Aug 12, 2002 Digest #085
..................................................

.....IN THIS DIGEST.....

======MODERATOR COMMENT =======

-=MT India & part timers=-

~Maj (Dr.) Amit Chatterjee, SM

=============NEW===============

-=Cease-fire is brought to you by?=-

~Saurabh Sinha
"influence of General Electric, not General Powell, that did the
trick."

-=HIPAA =-

~Murali Krishnan
"impact of HIPAA on our buisnesses"

===========BILLBOARD==============

-=Part timers?=-

~Asokan
------------------------------------------------------
ADVERTISEMENT:
------------------------------------------------------

Quality Control Manager - Bangalore

Position to be closed in 21 days.

Compensation :
4 to 5 years of experience with a reputed organisation:Rs.22,000/-
per month.
More than 5 years of Experience Rs. 25,000/- per month.
CMT with more than 5 years of experience Rs.28,000/- per month.

Position specification:
http://www.mtindia.org/acusis.htm

Send your CV to: hrdacusis@...

======MODERATOR COMMENT =======

Dear MTIDers,

As usual, I guess I have started something... :)

Please let me clarify, clarify, and clarify...

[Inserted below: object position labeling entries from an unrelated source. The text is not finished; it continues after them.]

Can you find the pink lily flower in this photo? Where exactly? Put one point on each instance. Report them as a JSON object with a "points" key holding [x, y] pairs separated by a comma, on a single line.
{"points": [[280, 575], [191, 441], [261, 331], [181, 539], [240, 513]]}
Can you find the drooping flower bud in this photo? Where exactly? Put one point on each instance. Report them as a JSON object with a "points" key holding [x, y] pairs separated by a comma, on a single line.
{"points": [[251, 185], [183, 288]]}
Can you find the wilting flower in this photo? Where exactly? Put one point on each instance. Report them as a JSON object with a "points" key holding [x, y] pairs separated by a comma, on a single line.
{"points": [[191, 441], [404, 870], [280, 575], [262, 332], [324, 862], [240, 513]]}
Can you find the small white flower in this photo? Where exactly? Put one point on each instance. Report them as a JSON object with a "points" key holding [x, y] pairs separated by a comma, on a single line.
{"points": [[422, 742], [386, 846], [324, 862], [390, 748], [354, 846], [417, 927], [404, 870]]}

MTIndia or Mediweb are not MT service providers - we DO NOT have a
"work at home" position for you to do MT work from home. If our
advertisement sounded such, I apologize.

MTIndia is a vertical portal, catering to a niche segment - MT in
the Indian subcontinent. We do need professionals to create
content, advise, administer, educate. My experience tells me no
professional would devote to such endeavors full time - or else
he/she might stop being a professional! We are asking you to devote
your spare time towards such - and be reasonably compensated for
it - if our members are paying, I consider it fair that such
collections go to those who directly provide the service. Your
support could be at weekends, or say even an hour a day. But as I
have said earlier - I would need explicit clearance from your
employer.

I will also answer to Ashokan's post below in public, though I
answered him in private, for the benefit of all:

1) This is unlike any employment - we are just trying to reasonably
compensate anyone who is ready to devote personal time towards
community welfare, towards which the community is contributing.

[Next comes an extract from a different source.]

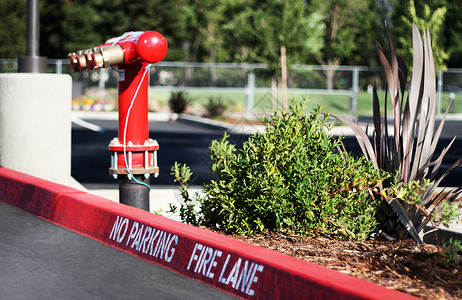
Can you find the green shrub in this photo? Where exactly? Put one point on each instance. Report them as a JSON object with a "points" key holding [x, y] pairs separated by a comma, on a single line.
{"points": [[290, 179]]}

2) This not MT work, more like a club - a place to talk, interact,
give and take. I don't think anybody doing such will be handicapped
by also doing regular MT work. In fact I would consider anybody not
involved in the actual transcription process to be incompetent to
handle this.

3) I don't think this is dual employment at all! If you have good
people, flaunt them in front of the world, and bill us! :)

I would appreciate your feedback and answer your apprehensions, if
any!

"Ability is of little account without opportunity ~ Napoleon
Bonaparte"

Best regards,

Maj (Dr.) Amit Chatterjee, SM
http://mtindia.org - not non-profit on purpose....

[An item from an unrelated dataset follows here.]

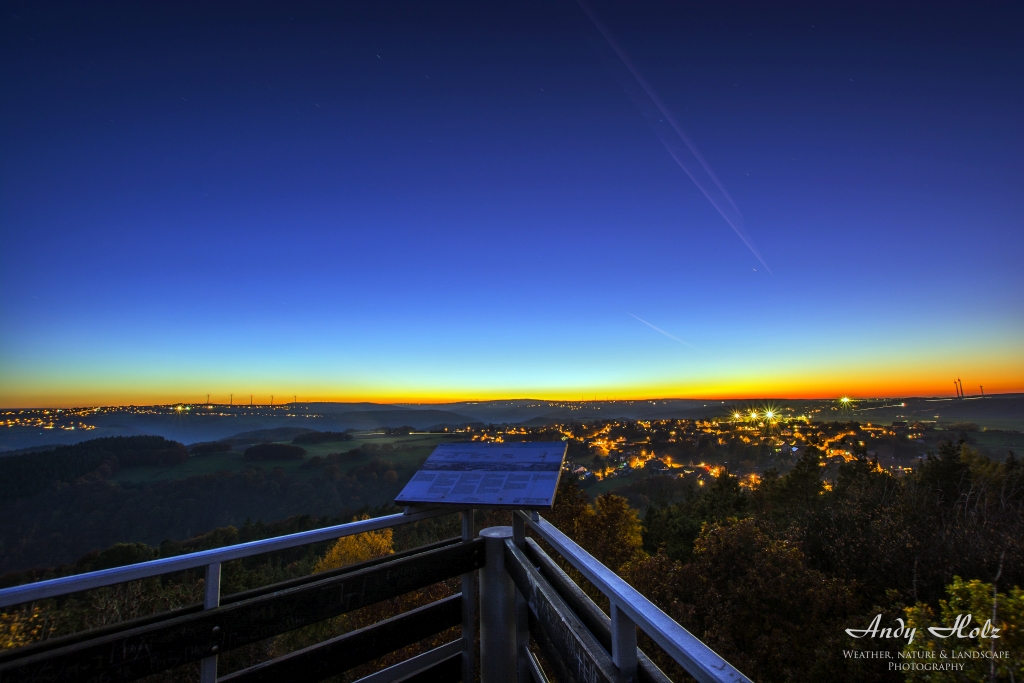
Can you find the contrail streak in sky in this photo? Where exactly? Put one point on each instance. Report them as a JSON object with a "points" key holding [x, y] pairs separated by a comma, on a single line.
{"points": [[663, 332], [675, 140]]}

Comment? mailto:MTID@yahoogroups.com

=============NEW===============

From: "Saurabh Sinha" <saurabh@...>
Subject: NY Times editorial article

Hi all!

This article gives a perspective of how India's leading IT and
backoffice services industry had a deterring effect on the nuclear
war tension escalation across its border. Its an interesting
perspective. Friedman is a very famous international journalist.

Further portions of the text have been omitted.